Her young daughter, for example, is obsessed with making clothes. She buys a lot of clothes from second-hand stores to re-tailor them and create them anew. Mei, rather than view the hobby as an unnecessary distraction from school, has been very supportive, and her daughter now runs her own website selling upcycled and redesigned clothes.
But is encouragement the same thing as indulgence? Mei answers this question with a different story.
She and one of her children used to practice tennis together at a court which required a five-hour round trip in the car. Despite the journey, she got the feeling that her child wasn’t taking the sport very seriously.
After a week or two, Mei sat down with them, calmly but seriously saying:
“I don’t want to make you feel bad, but I think the way you are practicing isn’t respectful of the time and effort involved in the trip. We don’t need to spend so much time on this if it’s not what you want.”
She offered her child two choices: either get serious about tennis practice or just play more casually nearby.
Mei emphasizes that it is necessary to give children the space to make their own decisions, but that they must also be taught what respect is. After this frank exchange, her child insisted they wanted to keep practicing on the faraway court, committing to work harder than before.
Mei believes that the methods involved in raising children are similar to those employed at Harvard Business School: long-term investment and thinking is key. In business, it’s not prudent to focus on small gains. In parenthood, similarly, do not focus on short term success.
Mei loves to travel by herself, but she also likes adventuring with her children. Travel is one of the best long-term investments you can make in life. It not only exercises your body and expands your horizons, but it helps you build relationships as well. More than 20 years ago, Mei took this concept and began cooperating with many schools in China on education tours.
“My biggest investment in life is traveling with my children,” Mei says. It doesn’t need to be a coach tour or luxury cruise – it doesn’t even need to cost much. For Mei, even hiking a few kilometers outdoors with her children is enough.
Her favorite way to travel is with each child, one at a time. “In this way you don’t spend all your time managing logistics or catching flights. Traveling is about slowing down and making memories together,” she says.
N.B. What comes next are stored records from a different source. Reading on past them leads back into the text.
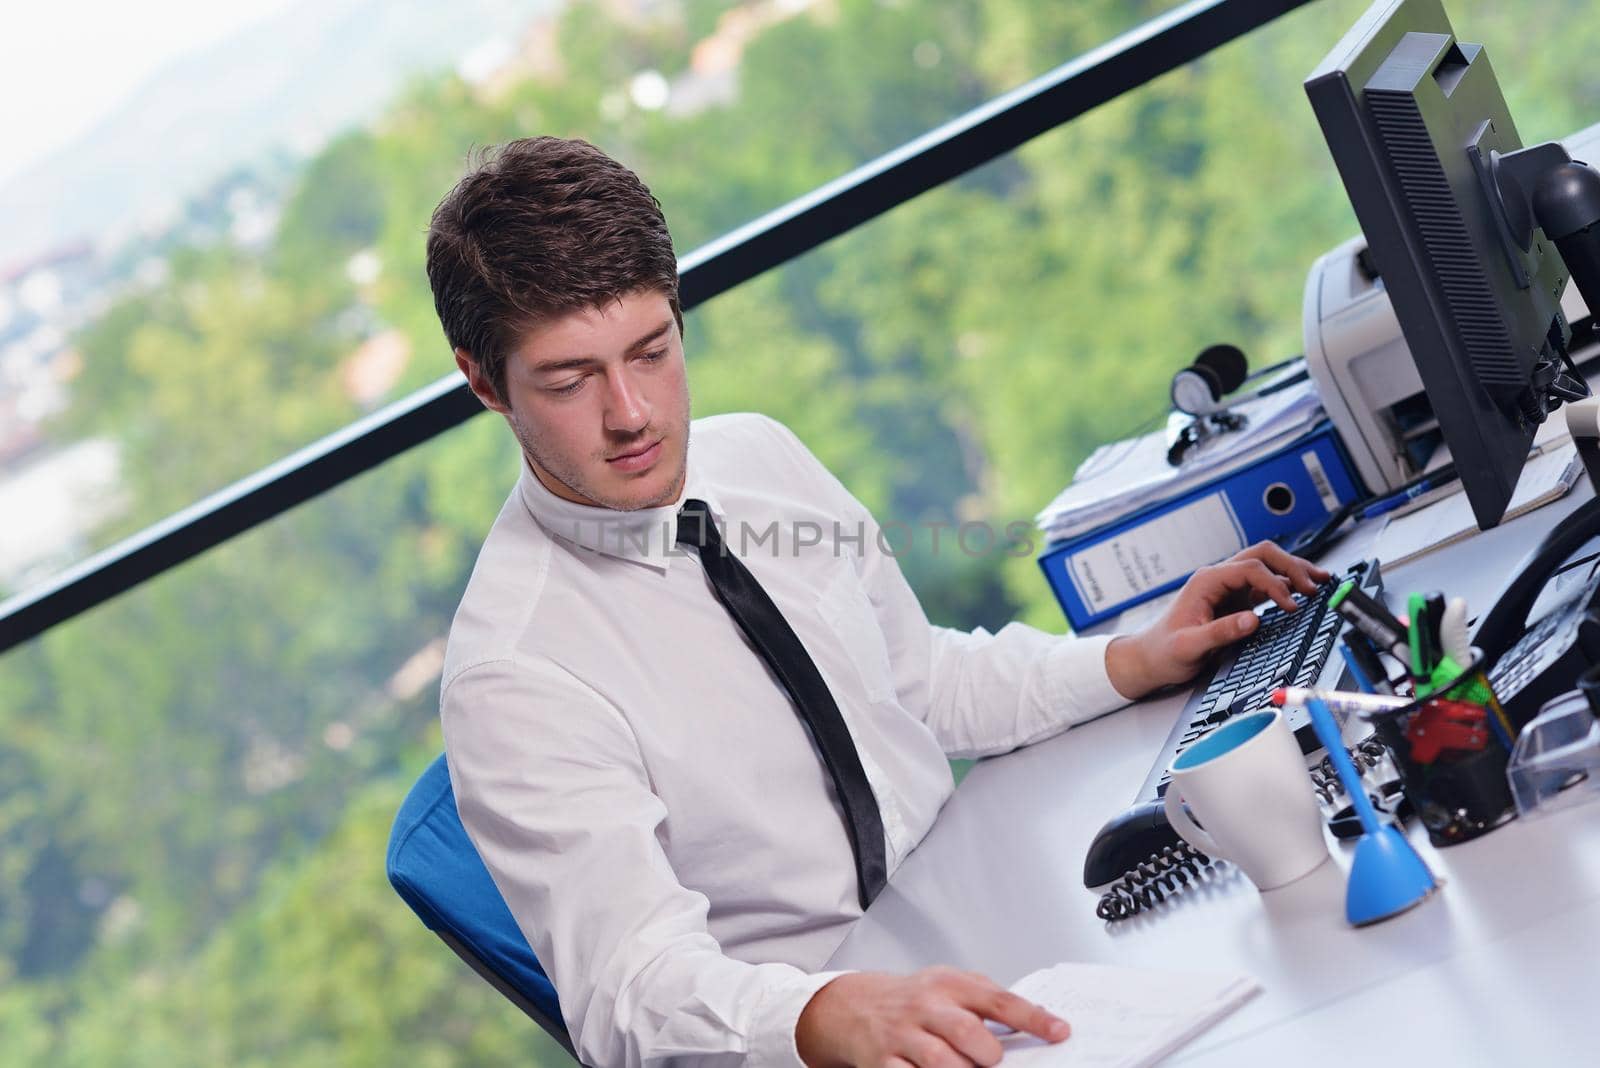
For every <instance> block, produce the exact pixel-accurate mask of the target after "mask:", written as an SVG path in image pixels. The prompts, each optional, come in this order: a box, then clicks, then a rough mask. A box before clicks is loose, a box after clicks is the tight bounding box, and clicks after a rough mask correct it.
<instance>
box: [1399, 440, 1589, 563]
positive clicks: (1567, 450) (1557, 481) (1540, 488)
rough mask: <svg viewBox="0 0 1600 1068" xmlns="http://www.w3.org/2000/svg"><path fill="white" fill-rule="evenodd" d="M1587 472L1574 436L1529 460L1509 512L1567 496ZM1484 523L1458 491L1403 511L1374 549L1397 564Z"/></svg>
mask: <svg viewBox="0 0 1600 1068" xmlns="http://www.w3.org/2000/svg"><path fill="white" fill-rule="evenodd" d="M1581 475H1582V464H1581V462H1579V460H1578V448H1576V446H1574V444H1571V443H1570V441H1568V443H1565V444H1558V446H1557V448H1554V449H1552V451H1549V452H1541V454H1539V456H1534V457H1531V459H1530V460H1528V464H1526V465H1525V467H1523V468H1522V478H1520V480H1518V481H1517V491H1515V492H1514V494H1512V497H1510V504H1509V505H1506V518H1515V516H1518V515H1522V513H1523V512H1531V510H1533V508H1538V507H1541V505H1546V504H1549V502H1550V500H1557V499H1560V497H1565V496H1566V492H1568V491H1570V489H1571V488H1573V486H1574V484H1576V483H1578V478H1579V476H1581ZM1477 529H1478V521H1477V518H1475V516H1474V515H1472V505H1470V504H1469V502H1467V494H1464V492H1454V494H1450V496H1448V497H1445V499H1443V500H1435V502H1434V504H1430V505H1427V507H1426V508H1418V510H1416V512H1411V513H1406V515H1397V516H1394V518H1390V520H1389V523H1387V526H1384V532H1382V534H1379V536H1378V542H1376V545H1374V547H1373V555H1374V556H1378V561H1379V563H1381V564H1382V566H1384V568H1394V566H1397V564H1403V563H1406V561H1410V560H1416V558H1418V556H1422V555H1426V553H1430V552H1432V550H1435V548H1442V547H1445V545H1450V544H1453V542H1459V540H1461V539H1462V537H1469V536H1470V534H1474V532H1475V531H1477Z"/></svg>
In April, Mei traveled to Greece with her young daughter. Her daughter wanted to swim in the Mediterranean, but Mei thought it was too cold at this time of year. In the end, she decided to swim with her, and after warming up in the water she realized it was a paradisiacal spot. Mei thinks that moments like this demonstrate that the influence of parents and their children on a journey is reciprocal; when both get out of their comfort zone, the rewards are great.
Traveling can also brings the intangible to life. Her daughter had studied Greek politics and economics in school, but she didn’t have many relatable experiences of Greece itself.
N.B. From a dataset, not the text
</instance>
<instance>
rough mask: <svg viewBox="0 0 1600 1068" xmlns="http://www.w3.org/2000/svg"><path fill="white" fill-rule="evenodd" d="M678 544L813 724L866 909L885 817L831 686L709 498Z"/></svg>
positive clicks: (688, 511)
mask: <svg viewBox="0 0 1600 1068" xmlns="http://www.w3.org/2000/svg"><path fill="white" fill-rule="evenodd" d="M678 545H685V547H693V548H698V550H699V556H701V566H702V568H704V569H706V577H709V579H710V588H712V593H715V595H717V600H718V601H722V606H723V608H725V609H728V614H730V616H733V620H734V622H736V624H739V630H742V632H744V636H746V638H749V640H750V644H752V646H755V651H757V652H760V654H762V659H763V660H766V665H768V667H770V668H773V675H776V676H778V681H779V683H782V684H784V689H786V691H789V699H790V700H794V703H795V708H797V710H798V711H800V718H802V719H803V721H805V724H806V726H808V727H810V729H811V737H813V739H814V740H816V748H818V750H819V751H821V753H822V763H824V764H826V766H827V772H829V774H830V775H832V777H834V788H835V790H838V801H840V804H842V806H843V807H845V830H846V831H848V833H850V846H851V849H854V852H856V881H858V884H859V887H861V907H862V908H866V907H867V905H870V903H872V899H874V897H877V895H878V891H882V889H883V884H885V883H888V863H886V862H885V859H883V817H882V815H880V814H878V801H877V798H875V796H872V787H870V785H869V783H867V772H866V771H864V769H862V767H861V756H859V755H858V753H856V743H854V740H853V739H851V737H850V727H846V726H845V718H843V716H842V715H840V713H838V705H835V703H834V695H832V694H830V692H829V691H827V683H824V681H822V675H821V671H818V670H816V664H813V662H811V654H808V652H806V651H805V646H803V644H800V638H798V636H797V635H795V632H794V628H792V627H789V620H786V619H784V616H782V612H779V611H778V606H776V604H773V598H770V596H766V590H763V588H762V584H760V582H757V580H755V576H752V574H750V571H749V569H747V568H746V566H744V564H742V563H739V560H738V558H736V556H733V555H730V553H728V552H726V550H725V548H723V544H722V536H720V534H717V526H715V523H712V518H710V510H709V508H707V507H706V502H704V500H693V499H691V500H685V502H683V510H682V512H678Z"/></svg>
“When she saw the olive trees all over Greece, the contents of the books suddenly came to life,” Mei explains.
A friend of Mei also acted as their guide on the trip, telling them about Homer’s great epics as they hiked the slopes of the ancient country. With the mythic scenery before them, Mei’s daughter turned to her, and said “Mom, when we get home, let’s read the Odyssey again!”
The things Mei’s daughter saw and heard during this trip boosted her interest in learning. Furthermore, the experiences found in travel serve as the best forms of aesthetic education. The spectacular, real-world scenery of a hike is as stimulating as viewing the paintings of Picasso or hearing the music of Beethoven.
Mei sought to impress the value of their experience on her daughter: “remember how beautiful this scene is now, and when you encounter difficulty in life, you can always remember that there is more beauty waiting for you in the world.”